In answer I pull my blanket around my shoulders and hop from one painfully icy bare foot to the other. “I’m freezing to death,” I point out through chattering teeth.
“Unlikely weather this time of year. Cold winds coming off Lambs’ Island.” He frowns.
A shudder runs down my spine. “You dragged me out here at dawn to chat about the weather?”
“Not at all.” Dash squats down by a bucket of water and stirs it thoughtfully with one finger. Then he reaches into his jacket pocket and draws out a folded paper packet. “Take it,” he says. “But be careful.”
The paper is tightly twisted at both ends and smaller than a package of headache powder. With shaking fingers I unscrew one end. A fine smear of grayish powder is gathered in the crease. Longing courses through me in a wave of heat, unexpected and strangely welcome. “Where did you get this?”
“I have contacts. Take it.”
“Now?” I can’t believe that it’s actually there. It must have cost Dash a fortune. Just the bribes alone he would have had to pay the dealers to convince them to sell to him … I take a deep shuddering breath.
“That’s what we’re here for.” He sits down cross-legged, his back against the house, and watches me.
I take the pinch of scriv and breathe it deep.
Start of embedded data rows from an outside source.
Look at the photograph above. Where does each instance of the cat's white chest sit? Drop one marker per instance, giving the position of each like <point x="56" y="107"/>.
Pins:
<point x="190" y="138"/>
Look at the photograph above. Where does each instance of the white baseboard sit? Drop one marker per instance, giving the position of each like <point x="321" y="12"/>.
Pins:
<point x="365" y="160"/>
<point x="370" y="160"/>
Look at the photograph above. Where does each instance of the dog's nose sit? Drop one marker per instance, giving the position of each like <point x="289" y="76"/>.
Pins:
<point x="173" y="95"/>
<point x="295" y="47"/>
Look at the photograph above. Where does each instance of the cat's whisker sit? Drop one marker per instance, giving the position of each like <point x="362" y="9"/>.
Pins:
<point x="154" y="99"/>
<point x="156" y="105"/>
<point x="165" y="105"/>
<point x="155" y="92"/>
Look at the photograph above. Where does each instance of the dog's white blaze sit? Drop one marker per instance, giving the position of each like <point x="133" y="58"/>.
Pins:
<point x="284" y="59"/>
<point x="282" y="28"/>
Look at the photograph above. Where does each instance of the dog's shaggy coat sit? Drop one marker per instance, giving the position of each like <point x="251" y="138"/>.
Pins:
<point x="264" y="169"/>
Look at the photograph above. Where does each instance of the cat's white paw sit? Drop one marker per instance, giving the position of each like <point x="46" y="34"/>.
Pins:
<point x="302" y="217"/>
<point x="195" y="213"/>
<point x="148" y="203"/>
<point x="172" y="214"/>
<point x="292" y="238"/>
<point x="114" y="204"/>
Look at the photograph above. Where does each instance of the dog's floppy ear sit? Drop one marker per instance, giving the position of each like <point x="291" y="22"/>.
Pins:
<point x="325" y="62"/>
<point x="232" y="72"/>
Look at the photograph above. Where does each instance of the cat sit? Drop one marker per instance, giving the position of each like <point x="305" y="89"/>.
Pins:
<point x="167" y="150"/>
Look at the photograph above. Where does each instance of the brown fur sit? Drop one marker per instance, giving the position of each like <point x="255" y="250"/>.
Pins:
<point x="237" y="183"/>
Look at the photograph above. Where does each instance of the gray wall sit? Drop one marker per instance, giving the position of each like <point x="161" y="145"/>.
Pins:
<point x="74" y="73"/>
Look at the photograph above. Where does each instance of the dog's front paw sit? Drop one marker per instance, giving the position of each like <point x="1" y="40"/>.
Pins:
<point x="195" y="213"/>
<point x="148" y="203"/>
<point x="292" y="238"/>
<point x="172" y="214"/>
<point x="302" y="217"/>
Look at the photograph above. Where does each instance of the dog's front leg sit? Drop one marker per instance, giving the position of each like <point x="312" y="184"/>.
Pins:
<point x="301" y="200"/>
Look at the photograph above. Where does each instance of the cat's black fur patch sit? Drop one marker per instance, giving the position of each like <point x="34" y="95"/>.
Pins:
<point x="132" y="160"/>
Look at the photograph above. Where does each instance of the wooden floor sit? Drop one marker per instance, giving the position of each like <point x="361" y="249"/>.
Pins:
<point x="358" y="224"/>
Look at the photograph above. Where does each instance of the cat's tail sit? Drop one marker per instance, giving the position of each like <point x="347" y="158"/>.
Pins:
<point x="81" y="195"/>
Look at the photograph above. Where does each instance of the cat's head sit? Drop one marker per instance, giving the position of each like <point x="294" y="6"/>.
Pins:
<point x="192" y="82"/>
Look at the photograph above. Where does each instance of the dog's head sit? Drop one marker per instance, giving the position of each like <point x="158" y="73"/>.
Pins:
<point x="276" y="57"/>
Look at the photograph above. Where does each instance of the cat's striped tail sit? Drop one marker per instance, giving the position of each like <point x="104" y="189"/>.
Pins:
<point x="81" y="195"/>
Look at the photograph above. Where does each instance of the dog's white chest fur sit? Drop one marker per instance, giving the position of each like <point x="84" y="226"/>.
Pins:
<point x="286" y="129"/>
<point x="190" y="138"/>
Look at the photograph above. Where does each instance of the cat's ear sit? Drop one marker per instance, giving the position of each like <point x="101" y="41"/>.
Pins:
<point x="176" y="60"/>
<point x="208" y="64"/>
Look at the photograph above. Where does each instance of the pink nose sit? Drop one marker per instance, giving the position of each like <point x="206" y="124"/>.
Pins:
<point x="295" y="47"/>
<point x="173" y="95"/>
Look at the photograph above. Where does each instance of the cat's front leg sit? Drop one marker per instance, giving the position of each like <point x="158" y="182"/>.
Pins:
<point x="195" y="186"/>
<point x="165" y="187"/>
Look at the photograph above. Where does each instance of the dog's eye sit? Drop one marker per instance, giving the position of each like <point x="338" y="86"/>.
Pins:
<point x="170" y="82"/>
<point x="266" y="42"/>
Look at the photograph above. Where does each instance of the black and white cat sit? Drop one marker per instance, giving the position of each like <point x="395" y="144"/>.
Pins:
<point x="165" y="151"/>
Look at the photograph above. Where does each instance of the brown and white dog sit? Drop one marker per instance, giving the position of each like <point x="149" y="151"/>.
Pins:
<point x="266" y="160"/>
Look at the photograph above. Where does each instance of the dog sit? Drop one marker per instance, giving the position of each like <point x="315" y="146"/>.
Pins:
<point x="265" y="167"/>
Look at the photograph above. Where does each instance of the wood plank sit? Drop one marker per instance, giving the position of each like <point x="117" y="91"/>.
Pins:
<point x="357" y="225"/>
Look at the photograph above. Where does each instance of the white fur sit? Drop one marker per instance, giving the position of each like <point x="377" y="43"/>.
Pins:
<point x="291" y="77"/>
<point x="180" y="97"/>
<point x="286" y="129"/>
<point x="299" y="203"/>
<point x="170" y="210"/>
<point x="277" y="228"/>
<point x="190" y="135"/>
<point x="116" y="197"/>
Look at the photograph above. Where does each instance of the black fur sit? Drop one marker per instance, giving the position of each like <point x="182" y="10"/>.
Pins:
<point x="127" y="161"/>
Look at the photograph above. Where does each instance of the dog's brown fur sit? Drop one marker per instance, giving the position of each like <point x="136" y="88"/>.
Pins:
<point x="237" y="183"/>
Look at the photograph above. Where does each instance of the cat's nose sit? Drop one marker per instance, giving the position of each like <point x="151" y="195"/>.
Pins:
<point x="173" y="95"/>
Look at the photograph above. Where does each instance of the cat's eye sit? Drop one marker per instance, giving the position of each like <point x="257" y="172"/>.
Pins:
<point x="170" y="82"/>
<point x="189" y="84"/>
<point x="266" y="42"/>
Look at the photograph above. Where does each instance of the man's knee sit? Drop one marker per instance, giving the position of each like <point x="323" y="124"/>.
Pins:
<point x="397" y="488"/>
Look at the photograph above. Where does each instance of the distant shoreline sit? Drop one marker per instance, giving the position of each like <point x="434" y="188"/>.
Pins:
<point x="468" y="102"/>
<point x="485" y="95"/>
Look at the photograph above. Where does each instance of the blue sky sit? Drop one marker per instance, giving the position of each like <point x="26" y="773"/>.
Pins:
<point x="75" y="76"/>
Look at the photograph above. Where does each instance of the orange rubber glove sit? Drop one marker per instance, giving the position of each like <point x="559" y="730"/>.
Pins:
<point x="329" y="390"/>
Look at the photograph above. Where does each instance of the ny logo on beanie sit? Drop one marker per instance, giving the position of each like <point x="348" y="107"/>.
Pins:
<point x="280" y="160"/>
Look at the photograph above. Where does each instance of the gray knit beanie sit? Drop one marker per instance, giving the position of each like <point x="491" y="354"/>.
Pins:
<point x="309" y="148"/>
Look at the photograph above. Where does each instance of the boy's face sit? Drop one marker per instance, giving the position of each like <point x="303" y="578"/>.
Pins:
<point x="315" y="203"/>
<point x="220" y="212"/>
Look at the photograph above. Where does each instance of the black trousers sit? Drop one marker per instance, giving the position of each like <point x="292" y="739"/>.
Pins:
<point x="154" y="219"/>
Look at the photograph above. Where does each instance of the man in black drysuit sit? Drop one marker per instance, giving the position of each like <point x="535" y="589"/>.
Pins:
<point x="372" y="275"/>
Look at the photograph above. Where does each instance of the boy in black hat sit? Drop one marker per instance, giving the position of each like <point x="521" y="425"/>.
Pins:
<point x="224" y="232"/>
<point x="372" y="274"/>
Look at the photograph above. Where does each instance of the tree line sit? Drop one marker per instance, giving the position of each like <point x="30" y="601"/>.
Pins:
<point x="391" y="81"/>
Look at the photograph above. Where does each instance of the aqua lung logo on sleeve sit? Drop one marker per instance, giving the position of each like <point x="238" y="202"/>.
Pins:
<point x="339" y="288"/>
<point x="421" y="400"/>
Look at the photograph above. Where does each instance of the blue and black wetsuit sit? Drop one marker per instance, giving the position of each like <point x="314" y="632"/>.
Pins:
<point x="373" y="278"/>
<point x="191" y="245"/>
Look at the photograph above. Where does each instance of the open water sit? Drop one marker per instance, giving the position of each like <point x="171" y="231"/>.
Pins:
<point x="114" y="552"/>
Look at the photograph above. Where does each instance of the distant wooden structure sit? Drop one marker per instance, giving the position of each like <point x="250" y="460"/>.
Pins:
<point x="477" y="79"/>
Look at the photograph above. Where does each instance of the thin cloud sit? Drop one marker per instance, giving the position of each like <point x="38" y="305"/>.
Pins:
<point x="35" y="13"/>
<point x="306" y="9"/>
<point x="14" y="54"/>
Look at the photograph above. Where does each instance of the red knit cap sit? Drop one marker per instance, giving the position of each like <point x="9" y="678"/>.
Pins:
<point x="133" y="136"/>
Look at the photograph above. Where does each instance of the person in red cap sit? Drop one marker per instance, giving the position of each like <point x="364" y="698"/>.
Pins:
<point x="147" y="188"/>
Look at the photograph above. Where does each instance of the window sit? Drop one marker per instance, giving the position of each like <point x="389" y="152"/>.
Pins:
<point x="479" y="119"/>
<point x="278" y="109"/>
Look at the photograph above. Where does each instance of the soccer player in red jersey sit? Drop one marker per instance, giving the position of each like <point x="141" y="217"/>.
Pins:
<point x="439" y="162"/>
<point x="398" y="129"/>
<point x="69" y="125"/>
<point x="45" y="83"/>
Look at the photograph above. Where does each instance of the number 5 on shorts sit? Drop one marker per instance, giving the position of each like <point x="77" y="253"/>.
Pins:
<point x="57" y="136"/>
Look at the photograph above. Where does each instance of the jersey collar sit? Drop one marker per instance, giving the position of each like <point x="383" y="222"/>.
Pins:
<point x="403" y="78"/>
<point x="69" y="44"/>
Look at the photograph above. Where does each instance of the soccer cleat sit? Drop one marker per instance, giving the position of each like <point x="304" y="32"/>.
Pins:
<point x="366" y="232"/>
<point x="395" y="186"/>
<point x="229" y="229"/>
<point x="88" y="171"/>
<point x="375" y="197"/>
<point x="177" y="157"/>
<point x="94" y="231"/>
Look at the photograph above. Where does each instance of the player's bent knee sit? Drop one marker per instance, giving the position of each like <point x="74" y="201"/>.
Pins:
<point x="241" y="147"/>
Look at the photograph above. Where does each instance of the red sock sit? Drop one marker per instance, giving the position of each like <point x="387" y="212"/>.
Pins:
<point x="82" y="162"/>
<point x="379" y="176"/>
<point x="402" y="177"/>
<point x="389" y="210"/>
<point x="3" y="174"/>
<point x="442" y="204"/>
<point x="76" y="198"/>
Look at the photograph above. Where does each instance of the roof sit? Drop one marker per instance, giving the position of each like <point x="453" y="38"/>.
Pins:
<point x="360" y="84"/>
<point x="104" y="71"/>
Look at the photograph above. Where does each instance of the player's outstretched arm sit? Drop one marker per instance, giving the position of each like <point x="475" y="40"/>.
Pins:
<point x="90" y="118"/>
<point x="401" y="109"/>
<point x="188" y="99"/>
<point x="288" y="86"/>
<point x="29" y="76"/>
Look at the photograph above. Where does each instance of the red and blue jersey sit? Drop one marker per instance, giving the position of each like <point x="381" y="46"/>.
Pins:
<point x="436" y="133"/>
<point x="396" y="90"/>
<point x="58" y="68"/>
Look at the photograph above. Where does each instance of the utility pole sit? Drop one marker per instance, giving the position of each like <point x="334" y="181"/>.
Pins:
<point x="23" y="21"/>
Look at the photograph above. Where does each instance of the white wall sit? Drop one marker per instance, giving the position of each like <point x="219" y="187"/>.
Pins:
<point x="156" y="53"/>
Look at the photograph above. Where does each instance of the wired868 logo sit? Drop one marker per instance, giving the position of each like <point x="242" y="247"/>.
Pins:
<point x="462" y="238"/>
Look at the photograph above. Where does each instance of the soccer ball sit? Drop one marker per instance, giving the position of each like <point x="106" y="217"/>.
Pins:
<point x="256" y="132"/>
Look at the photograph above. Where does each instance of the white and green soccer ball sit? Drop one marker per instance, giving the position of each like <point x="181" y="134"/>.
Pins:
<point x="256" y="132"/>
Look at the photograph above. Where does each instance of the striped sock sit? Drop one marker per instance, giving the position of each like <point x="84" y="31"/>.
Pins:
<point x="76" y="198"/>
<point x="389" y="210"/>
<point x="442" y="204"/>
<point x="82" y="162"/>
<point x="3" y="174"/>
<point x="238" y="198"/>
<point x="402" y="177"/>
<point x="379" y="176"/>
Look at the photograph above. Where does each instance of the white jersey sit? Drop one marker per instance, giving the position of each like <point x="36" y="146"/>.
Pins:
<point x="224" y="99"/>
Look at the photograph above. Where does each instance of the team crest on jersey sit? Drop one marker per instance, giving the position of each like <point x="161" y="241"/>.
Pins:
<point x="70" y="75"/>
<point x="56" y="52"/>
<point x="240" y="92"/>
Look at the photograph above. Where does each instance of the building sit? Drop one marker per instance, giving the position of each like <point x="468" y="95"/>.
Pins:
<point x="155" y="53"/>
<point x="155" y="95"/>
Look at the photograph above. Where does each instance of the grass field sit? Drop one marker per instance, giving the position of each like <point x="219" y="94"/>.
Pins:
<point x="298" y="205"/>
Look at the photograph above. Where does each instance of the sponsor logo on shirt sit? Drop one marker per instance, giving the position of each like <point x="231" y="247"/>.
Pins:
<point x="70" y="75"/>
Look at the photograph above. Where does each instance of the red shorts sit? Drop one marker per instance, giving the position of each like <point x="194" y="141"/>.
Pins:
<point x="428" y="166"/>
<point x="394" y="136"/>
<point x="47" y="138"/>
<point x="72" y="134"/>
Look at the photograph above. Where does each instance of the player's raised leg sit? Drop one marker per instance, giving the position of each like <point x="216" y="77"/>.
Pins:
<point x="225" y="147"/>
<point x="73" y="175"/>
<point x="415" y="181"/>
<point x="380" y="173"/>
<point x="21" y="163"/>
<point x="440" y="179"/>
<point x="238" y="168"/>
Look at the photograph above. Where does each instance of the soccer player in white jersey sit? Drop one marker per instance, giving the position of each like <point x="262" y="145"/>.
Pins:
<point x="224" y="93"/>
Instantly, I feel whole, Lammer, myself. Magic snaps around me, the call of power. This is more scriv than I’ve taken since I left home. A glass—even a bottle—of vai pales in comparison.
For this, I would go back. I swallow and close my eyes, letting my body remember the balance, finding the scriv-tripped center within me. No more thoughts of going home. I concentrate instead on feeling the scriv activate my magic.
There. I open my eyes and the whole world is clearer, sharper. Dash is somehow more real, and around us the air is a living thing, a veil for me to manipulate.
“Working?”
“Yes.” I breathe the word out.
“Good.” He folds his hands and says nothing for a while, just watches me, crake-curious. “You control the air, you can harden or soften it at will. Heat it? Cool it?”
It’s a rather Hob way of looking at the process. War-Singers control the molecules. We can manipulate the energy: increase density here, and the air becomes hard; push the molecules someplace else, and you can suffocate a person in a little private vacuum. “Essentially,” I say.
“And you can move things about using that control over air?”
“You know I can.”
“Good.” He stands, shoves his hands in his jacket pockets, and leans back against the balcony rail, as casual as can be. The sky is pinking. The look-fars on the cliffs are calling the alarm for the Red Death. It’s still there, tainting the ocean. “I want you to pull water up out of this bucket”—his chin jerks—“and make a wall of water between us.”
One deep breath to focus, and then I am doing as he asks, pulling the water, using the air to bring it toward me. Then I press it flat between two hardened layers of air, almost like holding the water between plates of glass.
“Pretty,” says Dash.
It is. The water ripples and shimmers between us like an antique glass windowpane, distorting his features.
“You can let it go now,” he says softly, and the water falls to the ground, soaking the hem of my shift, splashing across Dash’s boots. The scriv fades from my system, and a pang of loss rocks me so hard I almost drop to my knees.
“Very good,” he says. “You’ll do.” He steps closer to me and kisses me once, then pulls away. “Looks like all my bargains are going to pay off.”
My heart goes tight, warmth flares all down my back, then leaves me cold again. I’m feverish.
“As it is,” he says as he steps away, heading back into the house, “I’m just Gris-damned lucky.”